Viet-Anh on Software Logo

What is: TILDEv2?

SourceFast Passage Re-ranking with Contextualized Exact Term Matching and Efficient Passage Expansion
Year2000
Data SourceCC BY-SA - https://paperswithcode.com

TILDEv2 is a BERT-based re-ranking method that stems from TILDE but that addresses its limitations. It relies on contextualized exact term matching with expanded passages. This requires to only store in the index the score of tokens that appear in the expanded passages (rather than all the vocabulary), thus producing indexes that are 99% smaller than those of the original.

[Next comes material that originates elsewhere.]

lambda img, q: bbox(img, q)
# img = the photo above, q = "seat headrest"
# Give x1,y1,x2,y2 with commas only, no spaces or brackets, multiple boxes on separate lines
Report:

Specifically, TILDE is modified in the following aspects:

  • Exact Term Matching. The query likelihood matching originally employed in TILDE, expands passages into the BERT vocabulary size, resulting in large indexes. To overcome this issue, estimating relevance scores is achieved with contextualized exact term matching. This allows the model to index tokens only present in the passage, thus reducing the index size. In addition to this, we replace the query likelihood loss function, with the Noise contrastive estimation (NCE) loss that allows to better leverage negative training samples.

  • Passage Expansion. To overcome the vocabulary mismatch problem that affects exact term matching methods, passage expansion is used to expand the original passage collection. Passages in the collection are expanded using deep LMs with a limited number of tokens. This requires TILDEv2 to only index a few extra tokens in addition to those in the original passages.